Hayvanların kesilerek etinin elde edilmesine, salt maliyet-kâr ilişkisi yada kapitalist bir mantık dışında bakacak olursak; yeryüzündeki bütün varlıklar bir yönüyle insanoğluna hizmet etmek için insanoğlunun faydalanması için yaratılmıştır. "O, göklerden sizin için su indirendir. İçilecek su ondandır. Hayvanlarınızı otlattığınız bitkiler de onunla meydana gelir.  Allah o su ile size; ekin, zeytin, hurma ağaçları, üzümler ve her türlü meyvelerden bitirir. Elbette bunda düşünen bir kavim için bir ibret vardır.  O, geceyi, gündüzü, güneşi ve ayı sizin hizmetinize verdi. Bütün yıldızlar da O'nun emri ile sizin hizmetinize verilmiştir. Şüphesiz bunlarda aklını kullanan bir millet için ibretler vardır.  Sizin için yeryüzünde çeşitli renk ve biçimlerle yarattığı şeyleri de sizin hizmetinize verdi. Öğüt alan bir toplum için bunda ibretler vardır.  O, taze et yemeniz ve takınacağınız süs eşyası çıkarmanız için denizi sizin hizmetinize verendir. Gemilerin orada suyu yara yara gittiğini görürsün. (Bütün bunlar) onun lütfundan nasip aramanız ve şükretmeniz içindir." (Nahl Sûresi 10, 11,12,13,14) Burada insanoğluna düşen, kendisi için yaratılan kainatı ve içindeki bütün varlıkları adalet anlayışı içerisinde ve yaratılış amacına uygun olarak kullanmak ve istifade etmektir. Kendisine emanet edilen nimetleri israf etmemesi, yerli yerine de kullanması "Adalet" duygusunun dışavurumudur. Adaleti, sadece mahkemelerde gerçekleştirilen bir fiil; hakim, savcı ve avukatların işi olarak görürsek yeryüzünde fesad'ın çıkmasına kendi ellerimizle katkıda bulunuyoruz demektir. Rûm Suresi 41. ayeti kerimede "İnsanların kendi elleriyle yapıp ettikleri yüzünden karada ve denizde düzen bozuldu(fesad çıktı). Böylece Allah işlediklerinin bir kısmını onlara tattırıyor." kanuni ilahisi tecelli ediyor demektir. Şayet dünya üzerindeki nimetler, "Adalet" duygusu içerisinde paylaşılacak, istifade edilecek olsa ne açlık olur ne de obezleri doyurabilmek için bu tür "temiz et!" gibi birtakım yapay kimyasal ürünlere ihtiyaç duyulur. 

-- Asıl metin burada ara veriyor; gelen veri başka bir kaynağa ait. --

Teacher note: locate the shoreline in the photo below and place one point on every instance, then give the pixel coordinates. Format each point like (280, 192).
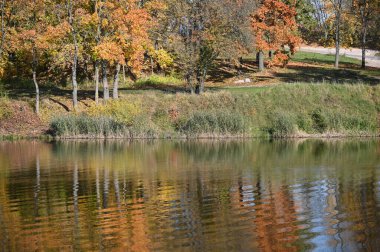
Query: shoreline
(217, 138)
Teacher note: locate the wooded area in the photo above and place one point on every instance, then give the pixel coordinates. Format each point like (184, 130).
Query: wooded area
(66, 42)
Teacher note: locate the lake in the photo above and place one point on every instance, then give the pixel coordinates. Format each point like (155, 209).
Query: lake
(293, 195)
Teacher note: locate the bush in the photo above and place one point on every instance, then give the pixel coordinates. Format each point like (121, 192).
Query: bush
(282, 124)
(85, 126)
(5, 109)
(156, 80)
(212, 122)
(319, 121)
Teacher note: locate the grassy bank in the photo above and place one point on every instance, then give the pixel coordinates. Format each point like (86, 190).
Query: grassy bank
(289, 110)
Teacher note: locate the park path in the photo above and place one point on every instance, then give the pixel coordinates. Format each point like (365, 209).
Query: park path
(356, 53)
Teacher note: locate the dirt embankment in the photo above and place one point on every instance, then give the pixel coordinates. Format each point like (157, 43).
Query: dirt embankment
(20, 119)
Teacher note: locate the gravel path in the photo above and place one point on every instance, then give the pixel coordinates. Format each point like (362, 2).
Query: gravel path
(371, 59)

İnsanın beslenme tercihlerinin,  insanın fıtratını etkileyen bir husus olduğunu da gözden kaçırmamanız gerekir. Kur'an-ı Kerim'de vurgu yapılan helal ve temiz olanların yenilmesi, helal yollarla kazanıp helal yerlerde harcama tavsiyesi, mideyi haramdan uzak tutmak yoluyla fıtratın bozulmamasını, insanoğlunun gelecek nesillerinin de aynı fıtrat olmak üzere olmasını temin içindir. Türkiye'de yeteri kadar gündem olmamış ancak bugün özellikle Amerika, İngiltere, İsrail, Hollanda da bulunan toplam 26 Ar-Ge ve üretim firmasına Türkiye'nin de  şimdilik tek bir firmayla katılması gelecek adına bizleri endişelendirmelidir. Şayet bir projenin içerisinde İsrail, İngiltere ve Amerika üçlü sacayağı varsa, bunun insanlığın yararına olan bir şey olduğunu ifade etmek zordur.  Bu konuda diğer bütün dünya insanların mutlaka bir yönüyle zararı var demektir. Burada şu soruyu da sormak lazım. Mesela Yahudi hahamlar temiz et'i koşer kuralları içerisine alacaklar mı? Temiz etin Yahudiler tarafından tüketilebileceğine cevaz verecekler mi? Aklıma gelmişken belki yakın gelecekte ilahiyatçılarımızın ekranlarda tartışacağı bir soruyu buradan şimdiden soralım. "Hocaaaam temiz etten kurban olur mu?"